American screenwriter (1918–2005)

Danny Simon

Daniel Simon (December 18, 1918, The Bronx, New York - July 26, 2005, Portland, Oregon) was an American television writer and comedy teacher. He was the inspiration for the character of Felix Unger in his brother Neil Simon's play, The Odd Couple.

==Biography==
The older brother of playwright Neil Simon, he wrote comedy with his brother in the 1940s and 1950s.

As a writing team the brothers wrote for Buddy Hackett, Jan Murray and Phil Silvers and also wrote for radio and television shows such as Broadway Open House, The Red Buttons Show, The Jackie Gleason Show and Your Show of Shows until 1954 when Neil left the partnership to write plays.

As a solo writer, Danny became head writer of The Colgate Comedy Hour and then Make Room for Daddy.

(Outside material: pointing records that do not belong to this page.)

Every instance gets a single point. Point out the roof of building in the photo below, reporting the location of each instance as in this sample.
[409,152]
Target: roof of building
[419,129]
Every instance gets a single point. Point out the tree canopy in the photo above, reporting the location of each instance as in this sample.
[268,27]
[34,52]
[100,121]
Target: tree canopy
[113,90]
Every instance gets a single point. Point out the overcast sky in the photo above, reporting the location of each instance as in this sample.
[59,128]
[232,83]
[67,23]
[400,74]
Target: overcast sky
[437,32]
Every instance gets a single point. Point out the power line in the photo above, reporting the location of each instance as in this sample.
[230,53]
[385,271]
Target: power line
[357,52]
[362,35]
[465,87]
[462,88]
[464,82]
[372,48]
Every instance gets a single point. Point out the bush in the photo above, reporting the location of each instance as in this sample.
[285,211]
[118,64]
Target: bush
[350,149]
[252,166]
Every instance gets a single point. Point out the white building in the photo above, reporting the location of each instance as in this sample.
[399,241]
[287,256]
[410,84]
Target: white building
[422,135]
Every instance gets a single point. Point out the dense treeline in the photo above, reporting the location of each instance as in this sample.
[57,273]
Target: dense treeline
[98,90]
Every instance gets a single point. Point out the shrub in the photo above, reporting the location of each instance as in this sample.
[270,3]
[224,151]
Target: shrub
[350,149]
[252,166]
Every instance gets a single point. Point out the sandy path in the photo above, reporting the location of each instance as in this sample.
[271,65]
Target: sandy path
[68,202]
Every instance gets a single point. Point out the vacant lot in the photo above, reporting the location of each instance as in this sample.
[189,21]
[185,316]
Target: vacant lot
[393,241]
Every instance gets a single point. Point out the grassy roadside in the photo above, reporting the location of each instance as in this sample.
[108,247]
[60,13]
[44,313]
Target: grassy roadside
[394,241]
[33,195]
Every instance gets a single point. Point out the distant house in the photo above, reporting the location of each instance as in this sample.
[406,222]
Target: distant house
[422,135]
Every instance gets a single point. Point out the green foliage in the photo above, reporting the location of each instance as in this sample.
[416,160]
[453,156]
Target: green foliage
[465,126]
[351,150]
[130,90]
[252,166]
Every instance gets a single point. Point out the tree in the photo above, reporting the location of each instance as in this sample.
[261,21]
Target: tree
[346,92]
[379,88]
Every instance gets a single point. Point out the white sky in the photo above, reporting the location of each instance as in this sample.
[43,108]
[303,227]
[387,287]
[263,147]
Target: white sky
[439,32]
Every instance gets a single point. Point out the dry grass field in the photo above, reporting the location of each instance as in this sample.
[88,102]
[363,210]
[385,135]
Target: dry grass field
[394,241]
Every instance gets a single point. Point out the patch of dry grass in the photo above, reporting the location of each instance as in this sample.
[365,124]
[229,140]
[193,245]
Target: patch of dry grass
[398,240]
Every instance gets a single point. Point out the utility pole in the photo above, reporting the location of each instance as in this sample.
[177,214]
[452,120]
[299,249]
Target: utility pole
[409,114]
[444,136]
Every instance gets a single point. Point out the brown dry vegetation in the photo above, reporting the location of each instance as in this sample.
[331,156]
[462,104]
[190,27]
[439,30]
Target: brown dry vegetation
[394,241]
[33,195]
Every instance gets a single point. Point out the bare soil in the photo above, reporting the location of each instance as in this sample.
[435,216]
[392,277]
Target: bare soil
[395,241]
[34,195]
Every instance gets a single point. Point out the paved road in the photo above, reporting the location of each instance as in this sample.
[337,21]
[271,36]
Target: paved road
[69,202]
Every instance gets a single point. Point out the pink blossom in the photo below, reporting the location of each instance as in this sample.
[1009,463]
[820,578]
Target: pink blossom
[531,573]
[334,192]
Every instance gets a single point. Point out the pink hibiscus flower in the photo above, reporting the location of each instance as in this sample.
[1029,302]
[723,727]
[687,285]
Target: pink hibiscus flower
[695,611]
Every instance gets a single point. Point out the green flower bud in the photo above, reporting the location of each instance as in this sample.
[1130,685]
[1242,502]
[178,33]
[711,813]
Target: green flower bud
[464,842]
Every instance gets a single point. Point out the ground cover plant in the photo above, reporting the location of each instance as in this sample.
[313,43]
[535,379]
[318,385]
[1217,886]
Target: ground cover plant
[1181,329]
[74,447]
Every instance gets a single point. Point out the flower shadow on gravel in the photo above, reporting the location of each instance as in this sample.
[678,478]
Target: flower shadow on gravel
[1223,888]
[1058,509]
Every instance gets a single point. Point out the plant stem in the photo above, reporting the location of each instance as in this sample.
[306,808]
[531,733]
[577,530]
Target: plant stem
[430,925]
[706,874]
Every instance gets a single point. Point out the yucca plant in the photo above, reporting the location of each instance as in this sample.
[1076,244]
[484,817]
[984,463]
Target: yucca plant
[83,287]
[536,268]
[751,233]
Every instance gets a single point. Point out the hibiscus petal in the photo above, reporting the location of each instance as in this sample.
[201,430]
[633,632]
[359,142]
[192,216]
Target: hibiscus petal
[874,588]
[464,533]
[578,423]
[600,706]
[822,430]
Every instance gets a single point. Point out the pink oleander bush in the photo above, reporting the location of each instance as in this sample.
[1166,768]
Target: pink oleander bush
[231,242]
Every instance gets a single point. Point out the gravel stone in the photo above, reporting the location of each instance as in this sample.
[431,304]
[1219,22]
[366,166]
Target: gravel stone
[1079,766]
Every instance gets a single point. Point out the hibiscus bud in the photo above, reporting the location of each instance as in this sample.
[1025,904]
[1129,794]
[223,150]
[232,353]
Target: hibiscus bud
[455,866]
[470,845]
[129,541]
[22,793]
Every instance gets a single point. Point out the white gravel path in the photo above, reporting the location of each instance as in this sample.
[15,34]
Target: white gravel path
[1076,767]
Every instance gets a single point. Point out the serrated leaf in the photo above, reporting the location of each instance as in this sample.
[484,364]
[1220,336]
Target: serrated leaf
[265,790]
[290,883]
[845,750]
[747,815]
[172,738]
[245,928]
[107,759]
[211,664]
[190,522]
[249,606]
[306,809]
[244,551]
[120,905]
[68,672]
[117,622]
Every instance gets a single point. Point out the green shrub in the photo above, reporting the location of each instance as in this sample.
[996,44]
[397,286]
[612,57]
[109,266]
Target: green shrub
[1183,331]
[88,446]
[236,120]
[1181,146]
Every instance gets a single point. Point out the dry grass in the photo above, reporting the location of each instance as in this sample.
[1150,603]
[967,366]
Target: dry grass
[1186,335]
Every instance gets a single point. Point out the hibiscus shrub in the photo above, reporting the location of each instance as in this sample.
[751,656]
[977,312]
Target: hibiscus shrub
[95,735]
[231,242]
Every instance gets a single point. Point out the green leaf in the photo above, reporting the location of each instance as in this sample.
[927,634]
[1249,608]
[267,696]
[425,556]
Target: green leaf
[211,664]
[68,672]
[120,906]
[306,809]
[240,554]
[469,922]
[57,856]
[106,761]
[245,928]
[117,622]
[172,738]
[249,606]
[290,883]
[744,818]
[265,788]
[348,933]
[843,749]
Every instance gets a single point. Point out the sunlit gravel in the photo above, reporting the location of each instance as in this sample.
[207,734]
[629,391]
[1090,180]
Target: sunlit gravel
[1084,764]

He also wrote for The Phil Silvers Show, Kraft Music Hall, My Three Sons, The Mac Davis Show, The Carol Burnett Show, Diff'rent Strokes, and The Facts of Life and also wrote jokes for Joan Rivers for her appearances as guest host of the Tonight Show Starring Johnny Carson. He later became a comedy teacher.

Danny Simon came up with the idea for The Odd Couple from his own experience from 1961 to 1963 when, while divorcing his wife, he shared an apartment with Hollywood agent Roy Gerber, whose wife had left him. Struggling after writing 14 pages of a first draft, he asked his brother Neil, who had expressed interest in the idea, to write it instead. Danny Simon received one-sixth of the royalties but was irritated at not receiving a "from an idea by Danny Simon" credit. Its success caused the brothers to become estranged for a decade.

Danny Simon also directed several Off-Broadway productions of his brother's plays and was the inspiration for characters in various Neil Simon plays such as Come Blow Your Horn, The Odd Couple, Plaza Suite, Chapter Two, Brighton Beach Memoirs and Broadway Bound, leading him to joke “There have been more plays written about me than about Abraham Lincoln, Joan of Arc and Julius Caesar all put together." He also contributed sketches to the Broadway stage revues New Faces of 1956 and Catch a Star.

==Quotations==
Woody Allen said about Simon, "I've learned a couple of things on my own since and modified things he taught me, but everything, unequivocally, that I learned about comedy writing I learned from him".

Jimmy Boyd, "Being around Danny always makes me and everyone else happy. He is always up and positive, and he sees humor in absolutely everything. It is endless funny one-liners. In rehearsal I could read the same comedy line a hundred times, and Danny would be laughing".

==Personal life and death==
Simon was married to Arlene Friedman from 1953 to 1962. The couple had two children, Michael Howard Simon and Valerie Jeanne Simon (died 2009). In 2011, Michael Simon was appointed by President Barack Obama to be a judge on the United States District Court for the District of Oregon.

Danny Simon died of heart failure in 2005 at age 86 at the Robison Jewish Health Center in Portland, Oregon. He had also suffered a stroke.